One near-term application identified by the team is dissipationless electronics — circuits that carry current without resistive heating. In conventional processors and data center interconnects, heat dissipation from resistive losses is a significant efficiency penalty. Topological conductors, which carry current in protected edge states immune to backscattering, could sidestep this problem. With AI infrastructure driving rapid growth in data center energy consumption, the ability to design topological materials from first principles carries practical weight beyond fundamental physics.

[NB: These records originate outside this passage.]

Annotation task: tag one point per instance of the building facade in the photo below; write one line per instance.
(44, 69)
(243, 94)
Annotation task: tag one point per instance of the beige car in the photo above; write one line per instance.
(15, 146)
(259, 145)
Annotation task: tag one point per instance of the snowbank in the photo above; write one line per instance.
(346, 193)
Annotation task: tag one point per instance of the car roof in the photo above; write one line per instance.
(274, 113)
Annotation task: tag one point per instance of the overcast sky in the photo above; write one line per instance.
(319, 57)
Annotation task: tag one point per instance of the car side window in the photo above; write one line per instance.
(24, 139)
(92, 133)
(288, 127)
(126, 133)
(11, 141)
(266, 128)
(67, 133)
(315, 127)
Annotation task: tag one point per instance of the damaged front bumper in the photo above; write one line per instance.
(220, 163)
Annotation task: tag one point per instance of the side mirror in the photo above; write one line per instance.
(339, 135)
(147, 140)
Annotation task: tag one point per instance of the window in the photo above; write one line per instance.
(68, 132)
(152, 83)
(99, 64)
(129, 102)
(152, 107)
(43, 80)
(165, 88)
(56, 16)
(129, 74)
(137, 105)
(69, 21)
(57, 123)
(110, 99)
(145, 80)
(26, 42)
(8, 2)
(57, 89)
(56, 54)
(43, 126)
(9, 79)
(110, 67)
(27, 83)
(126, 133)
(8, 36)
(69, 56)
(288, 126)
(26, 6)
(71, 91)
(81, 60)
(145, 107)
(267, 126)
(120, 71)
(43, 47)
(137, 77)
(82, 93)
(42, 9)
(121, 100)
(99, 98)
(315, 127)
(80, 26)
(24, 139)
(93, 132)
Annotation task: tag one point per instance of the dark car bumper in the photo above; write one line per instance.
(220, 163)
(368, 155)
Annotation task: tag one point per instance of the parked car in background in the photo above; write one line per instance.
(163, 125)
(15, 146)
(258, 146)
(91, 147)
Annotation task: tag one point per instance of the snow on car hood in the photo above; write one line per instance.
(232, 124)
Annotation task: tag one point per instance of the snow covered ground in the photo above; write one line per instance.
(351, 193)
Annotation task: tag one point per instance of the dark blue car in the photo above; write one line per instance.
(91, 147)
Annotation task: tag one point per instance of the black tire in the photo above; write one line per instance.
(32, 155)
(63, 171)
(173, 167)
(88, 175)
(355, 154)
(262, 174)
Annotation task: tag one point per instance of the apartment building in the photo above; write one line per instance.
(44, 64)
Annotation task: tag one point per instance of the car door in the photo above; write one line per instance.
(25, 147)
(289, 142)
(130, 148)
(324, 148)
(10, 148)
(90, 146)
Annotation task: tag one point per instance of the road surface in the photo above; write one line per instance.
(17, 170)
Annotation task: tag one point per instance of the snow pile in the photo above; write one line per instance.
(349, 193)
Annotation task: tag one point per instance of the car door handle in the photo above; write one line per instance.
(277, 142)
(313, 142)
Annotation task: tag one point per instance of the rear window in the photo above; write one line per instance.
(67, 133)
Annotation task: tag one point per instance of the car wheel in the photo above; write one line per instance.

The broader tensor-network methodology is also not limited to quasicrystals. Because the technique encodes complex lattice problems in quantum-mechanical language, it is in principle applicable to any large non-periodic quantum material — including moiré systems such as twisted bilayer graphene, where recent work has shown similarly intractable computational demands.

What We Don’t Know

The paper demonstrates the method on a model topological quasicrystal rather than a specific experimentally synthesized material. Whether the same approach scales to real-world quasicrystal chemistries, with their full three-dimensional complexity and non-ideal stoichiometries, remains to be established. Fabricating quasicrystalline materials with sufficiently clean surfaces to host observable topological edge states is itself an ongoing experimental challenge that no algorithm can resolve.

The team also does not claim to have built a quantum computer or to have run their algorithm on one. Tensor networks are a classical numerical technique that exploits the mathematical structure of quantum mechanics — they can provide exponential speedup over naïve classical approaches, but they are not the same as running a true quantum algorithm on quantum hardware. How the method compares to running equivalent calculations on future fault-tolerant quantum processors remains an open question.

Nonetheless, the demonstration that problems at the 10⁸-site scale — previously unreachable — are now tractable with quantum-inspired algorithms represents a meaningful expansion of what computational condensed matter physics can address.